While many of SWAP’s principles were based on the Co-op Bookstore, some of its operations were starkly different. Cerdera mentioned that while the Co-op Bookstore operated within a larger cooperative structure, SWAP was just a bookstore. Furthermore, the Co-op Bookstore required forms of monetary exchange, while SWAP aimed to stay away from cash.
“We did a ton of research into what the old book co-op looked like and how [it] operated, and we ended up going in a super different direction,” Cerdera said. “[In] the old co-op, … people were still using cash to buy stuff. It was like a collective buyers’ co-op, and we didn’t think that that was quite what we needed.”

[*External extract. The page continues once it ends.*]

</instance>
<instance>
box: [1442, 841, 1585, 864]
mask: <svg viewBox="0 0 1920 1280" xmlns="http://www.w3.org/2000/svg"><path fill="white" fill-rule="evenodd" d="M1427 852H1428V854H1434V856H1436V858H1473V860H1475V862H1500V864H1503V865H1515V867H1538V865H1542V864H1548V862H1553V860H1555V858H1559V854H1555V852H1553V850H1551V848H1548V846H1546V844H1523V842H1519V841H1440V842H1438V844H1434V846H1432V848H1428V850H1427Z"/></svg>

Today, College third-year Remy Gajewski is working to rebuild SWAP, and the co-op is still in the process of getting back up and running at full capacity after its move and two-year hiatus. Gajewski’s end goal is to reinstate many of the old systems and rules with minor changes, but for now, they’re working on organizing all the books and setting up the new space.
“We don’t have the infrastructure to really do the point system right now,” Gajewski said. “We’ve kind of just been doing a take what you need, give what you can.”
By fall, Gajewski hopes to have more volunteers and greater student involvement in the co-op.
“SWAP functioning is also really contingent on students participating and being a part of it,” Gajewski said. “The more people that are a part of it, know about it, and are participating, the better it can run.”
The feeling of community engagement and cooperative effort involved with SWAP is something that all the alumni talked about fondly.
“One of the things that I loved about SWAP was the community and getting to know these people,” Martin said.
Copeland shared a similar sentiment, adding that the group wanted the space to have a certain atmosphere, too.
“I think there was a special magic in the group that just sort of carried it,” Copeland said. “We really did want people to come in and just hang out. … We really hoped it would be a study space.”
Hartog agreed that the co-op space had a certain charm that she always enjoyed.
“It kinda had the feel of a really tiny library or a tiny cafe, which I liked,” Hartog said.
Gajewski talked about building the co-op back up to bring out many of these old feelings of cooperation and community. They are excited about the future of the co-op and hope to have it fully functioning by the start of fall semester.
“I think that it’s a really amazing resource that these people have made, and I really want to see it thrive again,” Gajewski said. “I’m really excited to see where it takes off from now.”